The indictment bears up a statement given last year to Tribunal Update by deputy prosecutor Graham Blewitt who said that the former president's responsibility would be "reflected in some future indictments for Operation Storm. (see Tribunal Update Nos. 163 and 164, February 7-12, 2000, and February 14-19, 2000, respectively)
Gotovina, who disappeared at the beginning of July, is a former French legionnaire, who returned to Croatia on the eve of the war with Serbia in 1991.He became commander of the Split military district, which included the southern part of the Srpska Krajina. The units under his command during Operation Storm were active in the United Nations Protected Area Sector South in August 1995.
According to the indictment against him, Gotovina, as commander of Croat forces in Sector South, stands accused of persecuting Krajina Serbs on political, racial and religious grounds, the killing of at least 150 civilians and the disappearance of hundreds of others.
Charges are also levelled against him for the cumulative effect of the killings, burning and destruction which "led to the large scale displacement of an estimated 150,000 - 200,000 Krajina Serbs to Bosnia-Herzegovina and Serbia".
Finally, Gotovina is accused of other inhuman acts including inhumane treatment, degradation by beating and assault.
Chief Prosecutor Carla Del Ponte issued a statement after Gotovina's indictment was released, in which she said she attempted to answer objections to indictments against Croatian leaders fighting 'The Homeland War'. Opponents of Croatian cooperation with The Hague have said that the tribunal is putting the whole country on trial for war crimes,
Del Ponte said that neither she nor the tribunal took a position on "whether or not a state has the legal right to use force in particular circumstances to accomplish its objectives", and that they were there to look into individual allegations of war crimes and crimes against humanity.
"It is important to remember that, even within a lawful armed conflict, an individual may nevertheless commit serious violations of international humanitarian law," she said.
There could well be further prosecutions for crimes committed during Operation Storm. In a confidential document belonging to Office of the Prosecutor, leaked to The New York Times in March 1999, Generals Mirko Norac and Ivan Cermak, besides Gotovina, were both mentioned as potential indictees.

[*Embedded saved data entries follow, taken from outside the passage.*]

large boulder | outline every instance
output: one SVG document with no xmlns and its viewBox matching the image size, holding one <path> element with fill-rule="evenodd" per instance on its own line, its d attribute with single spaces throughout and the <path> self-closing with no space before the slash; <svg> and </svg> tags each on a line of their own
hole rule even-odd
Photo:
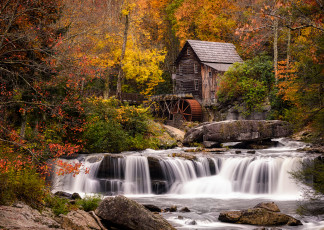
<svg viewBox="0 0 324 230">
<path fill-rule="evenodd" d="M 180 129 L 177 129 L 175 127 L 172 127 L 170 125 L 163 125 L 163 128 L 167 131 L 167 133 L 171 137 L 173 137 L 177 141 L 180 141 L 180 142 L 183 141 L 183 138 L 184 138 L 184 135 L 185 135 L 185 132 L 184 131 L 182 131 Z"/>
<path fill-rule="evenodd" d="M 162 216 L 124 196 L 105 198 L 95 213 L 104 223 L 118 229 L 175 230 Z"/>
<path fill-rule="evenodd" d="M 75 210 L 60 215 L 60 223 L 65 230 L 101 230 L 100 224 L 88 212 Z"/>
<path fill-rule="evenodd" d="M 2 229 L 62 229 L 54 220 L 53 213 L 45 209 L 40 213 L 30 206 L 18 203 L 0 206 L 0 228 Z"/>
<path fill-rule="evenodd" d="M 193 142 L 261 141 L 292 134 L 288 122 L 279 120 L 231 120 L 204 123 L 189 130 L 183 144 Z"/>
<path fill-rule="evenodd" d="M 227 223 L 258 226 L 302 225 L 300 220 L 280 213 L 278 206 L 274 203 L 260 203 L 254 208 L 242 211 L 221 212 L 218 219 Z"/>
</svg>

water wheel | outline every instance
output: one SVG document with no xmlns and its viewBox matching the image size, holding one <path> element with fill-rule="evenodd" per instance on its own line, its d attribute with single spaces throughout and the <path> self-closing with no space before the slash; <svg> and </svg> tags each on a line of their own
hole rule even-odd
<svg viewBox="0 0 324 230">
<path fill-rule="evenodd" d="M 176 103 L 173 114 L 181 114 L 185 121 L 201 121 L 201 105 L 195 99 L 181 99 Z"/>
</svg>

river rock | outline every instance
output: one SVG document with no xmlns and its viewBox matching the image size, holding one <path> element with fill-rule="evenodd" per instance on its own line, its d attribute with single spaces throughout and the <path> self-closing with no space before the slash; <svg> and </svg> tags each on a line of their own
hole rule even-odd
<svg viewBox="0 0 324 230">
<path fill-rule="evenodd" d="M 180 212 L 190 212 L 190 209 L 188 207 L 183 207 L 180 209 Z"/>
<path fill-rule="evenodd" d="M 221 212 L 218 219 L 222 222 L 259 226 L 302 225 L 300 220 L 280 213 L 275 203 L 260 203 L 247 210 Z"/>
<path fill-rule="evenodd" d="M 278 205 L 275 202 L 262 202 L 254 206 L 254 208 L 263 208 L 272 212 L 280 212 Z"/>
<path fill-rule="evenodd" d="M 143 206 L 151 212 L 161 212 L 161 208 L 153 204 L 143 204 Z"/>
<path fill-rule="evenodd" d="M 188 145 L 191 143 L 201 143 L 204 141 L 204 126 L 208 125 L 210 123 L 202 123 L 201 125 L 198 125 L 192 129 L 189 129 L 188 132 L 186 132 L 183 144 Z"/>
<path fill-rule="evenodd" d="M 186 225 L 197 225 L 197 222 L 195 220 L 187 220 L 185 222 Z"/>
<path fill-rule="evenodd" d="M 71 211 L 60 215 L 60 223 L 65 230 L 101 230 L 101 227 L 88 212 L 83 210 Z"/>
<path fill-rule="evenodd" d="M 75 192 L 71 195 L 71 199 L 72 200 L 77 200 L 77 199 L 81 199 L 81 196 L 79 193 Z"/>
<path fill-rule="evenodd" d="M 38 210 L 26 204 L 14 206 L 0 206 L 0 228 L 2 229 L 61 229 L 55 221 L 53 213 L 45 209 Z"/>
<path fill-rule="evenodd" d="M 163 128 L 167 131 L 167 133 L 171 137 L 173 137 L 177 141 L 180 141 L 180 142 L 183 141 L 183 138 L 184 138 L 184 135 L 185 135 L 185 132 L 184 131 L 182 131 L 180 129 L 177 129 L 175 127 L 172 127 L 170 125 L 163 125 Z"/>
<path fill-rule="evenodd" d="M 71 199 L 72 194 L 68 193 L 68 192 L 63 192 L 63 191 L 57 191 L 54 193 L 55 196 L 61 197 L 61 198 L 67 198 L 67 199 Z"/>
<path fill-rule="evenodd" d="M 109 226 L 133 230 L 175 230 L 162 216 L 124 196 L 107 197 L 95 211 Z"/>
<path fill-rule="evenodd" d="M 231 120 L 203 123 L 189 130 L 183 144 L 194 142 L 240 142 L 261 141 L 286 137 L 292 134 L 288 122 L 279 120 Z"/>
</svg>

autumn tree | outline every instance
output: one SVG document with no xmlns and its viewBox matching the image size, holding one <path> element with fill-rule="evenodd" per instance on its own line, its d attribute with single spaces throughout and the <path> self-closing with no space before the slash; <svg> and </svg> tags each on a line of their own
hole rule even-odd
<svg viewBox="0 0 324 230">
<path fill-rule="evenodd" d="M 233 1 L 184 0 L 174 10 L 174 27 L 183 44 L 187 39 L 232 42 L 235 31 Z"/>
<path fill-rule="evenodd" d="M 11 198 L 43 193 L 47 160 L 80 149 L 82 108 L 76 90 L 67 89 L 68 79 L 56 68 L 60 11 L 61 1 L 52 0 L 0 5 L 0 190 Z M 78 165 L 66 169 L 77 171 Z M 24 190 L 24 183 L 34 184 L 35 190 Z"/>
</svg>

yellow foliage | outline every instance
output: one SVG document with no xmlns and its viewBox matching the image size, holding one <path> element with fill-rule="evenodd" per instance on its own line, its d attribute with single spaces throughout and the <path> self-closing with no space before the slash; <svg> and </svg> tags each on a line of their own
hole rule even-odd
<svg viewBox="0 0 324 230">
<path fill-rule="evenodd" d="M 126 49 L 123 62 L 126 79 L 135 80 L 143 86 L 141 93 L 149 95 L 154 87 L 163 81 L 160 64 L 164 61 L 165 55 L 165 50 L 142 49 L 131 44 L 131 47 Z"/>
</svg>

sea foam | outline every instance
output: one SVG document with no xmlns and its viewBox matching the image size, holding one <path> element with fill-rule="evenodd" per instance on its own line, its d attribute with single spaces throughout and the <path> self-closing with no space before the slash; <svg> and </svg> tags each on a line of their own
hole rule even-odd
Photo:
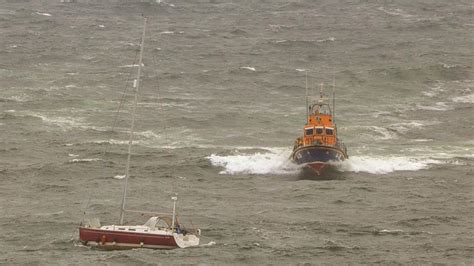
<svg viewBox="0 0 474 266">
<path fill-rule="evenodd" d="M 457 103 L 474 103 L 474 94 L 454 97 L 451 100 Z"/>
<path fill-rule="evenodd" d="M 247 70 L 250 70 L 250 71 L 256 71 L 255 67 L 251 67 L 251 66 L 243 66 L 243 67 L 240 67 L 240 69 L 247 69 Z"/>
<path fill-rule="evenodd" d="M 223 167 L 220 174 L 296 174 L 300 166 L 289 160 L 288 149 L 272 149 L 253 154 L 215 155 L 207 157 L 212 165 Z M 335 163 L 342 172 L 364 172 L 388 174 L 395 171 L 418 171 L 446 161 L 402 156 L 351 156 L 348 160 Z"/>
<path fill-rule="evenodd" d="M 207 157 L 214 166 L 224 167 L 220 174 L 288 174 L 296 171 L 288 160 L 290 152 L 273 149 L 268 152 Z"/>
<path fill-rule="evenodd" d="M 85 159 L 72 159 L 69 160 L 70 163 L 90 163 L 90 162 L 97 162 L 102 161 L 100 158 L 85 158 Z"/>
<path fill-rule="evenodd" d="M 41 16 L 46 16 L 46 17 L 51 17 L 51 14 L 49 13 L 42 13 L 42 12 L 36 12 L 37 15 L 41 15 Z"/>
<path fill-rule="evenodd" d="M 339 164 L 344 172 L 365 172 L 370 174 L 388 174 L 395 171 L 417 171 L 429 168 L 431 164 L 442 161 L 427 158 L 382 157 L 382 156 L 351 156 Z"/>
</svg>

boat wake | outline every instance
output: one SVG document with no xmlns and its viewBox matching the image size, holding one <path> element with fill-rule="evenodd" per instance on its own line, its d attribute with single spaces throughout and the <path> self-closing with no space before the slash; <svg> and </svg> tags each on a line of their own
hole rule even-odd
<svg viewBox="0 0 474 266">
<path fill-rule="evenodd" d="M 388 174 L 395 171 L 418 171 L 427 169 L 443 161 L 427 158 L 351 156 L 339 164 L 343 172 L 364 172 L 370 174 Z"/>
<path fill-rule="evenodd" d="M 283 148 L 252 154 L 216 155 L 206 157 L 214 166 L 224 167 L 220 174 L 291 174 L 298 166 L 288 158 L 291 151 Z"/>
<path fill-rule="evenodd" d="M 301 166 L 288 159 L 291 151 L 273 148 L 252 154 L 216 155 L 207 157 L 212 165 L 223 167 L 220 174 L 296 174 Z M 340 172 L 388 174 L 396 171 L 418 171 L 433 165 L 448 163 L 446 160 L 403 156 L 350 156 L 335 163 Z"/>
</svg>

However, the prosecutor's office said the leaked document was out of date and "merely represents expressions of opinion, arguments and hypotheses from various staff members ... and not in any way the concluded decisions of the prosecutor". (See Tribunal Update 118, March 22-27, 1999)
It should be noted, however, that some other documents leaked at the same time to the New York Times have in the meantime proven to be true. The documents referred to the prosecutor's decision to create a special team to investigate Slobodan Milosevic and his responsibility for the Balkan war crimes. It also said "the investigators have also recently begun looking whether Franjo Tudjman, should be held responsible under the international law for his role in Operation Storm".
Mirko Klarin is IWPR senior editor for the war crimes tribunal and editor-in-chief of SENSE News Agency.